Don't these look awesome!?

Thursday, November 1, 2012

Bare Trees with 1st Grade

I did a project with my 1st graders yesterday on Halloween. It was a really bad idea because they were completely crazy with thoughts of costumes, candy, and fun times. Luckily, they came to art class immediately after their fall party in the classroom. Seriously, my 1st graders were crazy-town yesterday! They finished the project in about five minutes. Not okay.

I searched Pinterest (yes, I finally gave in) for a quick, filler project and found this. I thought drawing trees would be a cute project even if none of them ended up looking like trees are supposed to.

Let me just say, my 1st graders blew me away!! These turned out so well!!

I drew a tree under the ELMO document reader using the letters "Y" and "V." I used crayons only; crayons are my favorite. Here is my example:


Here are the awesome trees made by my talented 1st grade students!






















I'm so proud and impressed! I may have used this as a filler lesson, but I think now that I should develop it into a bigger lesson! These look so cool!!

Tuesday, October 23, 2012

Kindergarten: Types of Line

I got the idea for this lesson while browsing through the art teacher tag on Instagram. When I see an idea I want to use, I take a screenshot and save it for later. This is the first one that I have I put to use!

This lesson does require some prep, unless you honestly expect kindergartners to be able to use a ruler properly. I used scrap paper from another project. I had cut four inches off of paper for another grade and was left with these 4x12 inch slices of paper. On the short sides of the paper, I picked a width and marked it with lines that would later be connected by my students. This is important so all of the lines will fit next to one another and form one, larger line.


I used a method I learned in printmaking class to mark the papers more quickly.



I started the lesson by asking the students to give me a definition of a line. This discussion guided the class to talking about different types of line. I had a half sheet of computer paper that I put each type of line on, i.e. zig-zag, curvy, wavy, thick, thin, etc.

I then demonstrated the project for the students while they watched around my table.
  1. With a black crayon, connect the top dashes with a crazy line.
  2. With a black crayon, connect the bottom dashes with a crazy line.
  3. Color inside the black lines (the middle) with a black crayon.
  4. Use all the other colors on the top and bottom! Make it random, not a "picture."
I demonstrated ALL of the steps for the students until it was through, emphasizing that they needed to color neatly, only use black on the line, etc.

I had students go back to their seats and passed out the papers with the front side down. I instructed students to write their names on the side I put down for them. I then vocally walked the students through all of the steps again.

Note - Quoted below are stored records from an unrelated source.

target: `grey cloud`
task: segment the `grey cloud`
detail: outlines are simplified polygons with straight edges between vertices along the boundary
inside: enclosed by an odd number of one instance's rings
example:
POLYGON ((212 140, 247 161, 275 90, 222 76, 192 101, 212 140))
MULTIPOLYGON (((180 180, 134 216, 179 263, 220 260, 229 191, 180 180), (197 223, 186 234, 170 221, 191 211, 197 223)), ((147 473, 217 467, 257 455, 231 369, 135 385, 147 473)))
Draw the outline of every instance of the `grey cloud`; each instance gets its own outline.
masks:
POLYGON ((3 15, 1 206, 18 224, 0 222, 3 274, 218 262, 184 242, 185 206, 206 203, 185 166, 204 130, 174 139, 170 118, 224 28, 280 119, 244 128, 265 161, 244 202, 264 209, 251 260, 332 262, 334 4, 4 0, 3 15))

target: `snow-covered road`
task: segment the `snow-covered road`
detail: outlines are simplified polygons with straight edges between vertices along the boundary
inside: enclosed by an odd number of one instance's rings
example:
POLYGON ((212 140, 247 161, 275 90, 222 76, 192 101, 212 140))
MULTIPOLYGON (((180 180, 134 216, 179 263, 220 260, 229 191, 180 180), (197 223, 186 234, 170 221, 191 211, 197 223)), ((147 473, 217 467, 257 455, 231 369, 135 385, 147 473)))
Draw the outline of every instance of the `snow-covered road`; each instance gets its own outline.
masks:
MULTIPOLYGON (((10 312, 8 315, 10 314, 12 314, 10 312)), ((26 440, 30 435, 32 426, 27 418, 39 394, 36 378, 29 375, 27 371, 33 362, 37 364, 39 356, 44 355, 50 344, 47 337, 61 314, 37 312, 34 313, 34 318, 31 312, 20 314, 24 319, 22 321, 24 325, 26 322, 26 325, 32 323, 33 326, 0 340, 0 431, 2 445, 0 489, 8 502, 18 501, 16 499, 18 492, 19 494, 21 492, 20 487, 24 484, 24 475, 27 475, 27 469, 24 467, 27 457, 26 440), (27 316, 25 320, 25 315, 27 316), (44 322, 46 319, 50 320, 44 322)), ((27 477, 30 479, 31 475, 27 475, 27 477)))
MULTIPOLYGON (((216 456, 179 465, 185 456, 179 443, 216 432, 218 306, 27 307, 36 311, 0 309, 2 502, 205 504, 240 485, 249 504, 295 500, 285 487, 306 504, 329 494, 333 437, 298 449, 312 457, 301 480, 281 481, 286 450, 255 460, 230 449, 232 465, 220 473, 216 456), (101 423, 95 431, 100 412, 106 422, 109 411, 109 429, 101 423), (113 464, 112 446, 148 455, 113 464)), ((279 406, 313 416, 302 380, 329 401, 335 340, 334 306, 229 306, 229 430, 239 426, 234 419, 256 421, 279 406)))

It may be necessary to walk around the room and help some with the line part. A lot of students don't want to color between the dashes, connect the dashes, etc.

As the students finished, I had them bring their lines to me at the back table. I put two pieces of masking tape on the back of their lines, and connected them all on the wall! I wrote the teacher's name on the inside of my line and put it at the very end. The students loved pointing out where their lines were. I'd say it was a pretty successful project.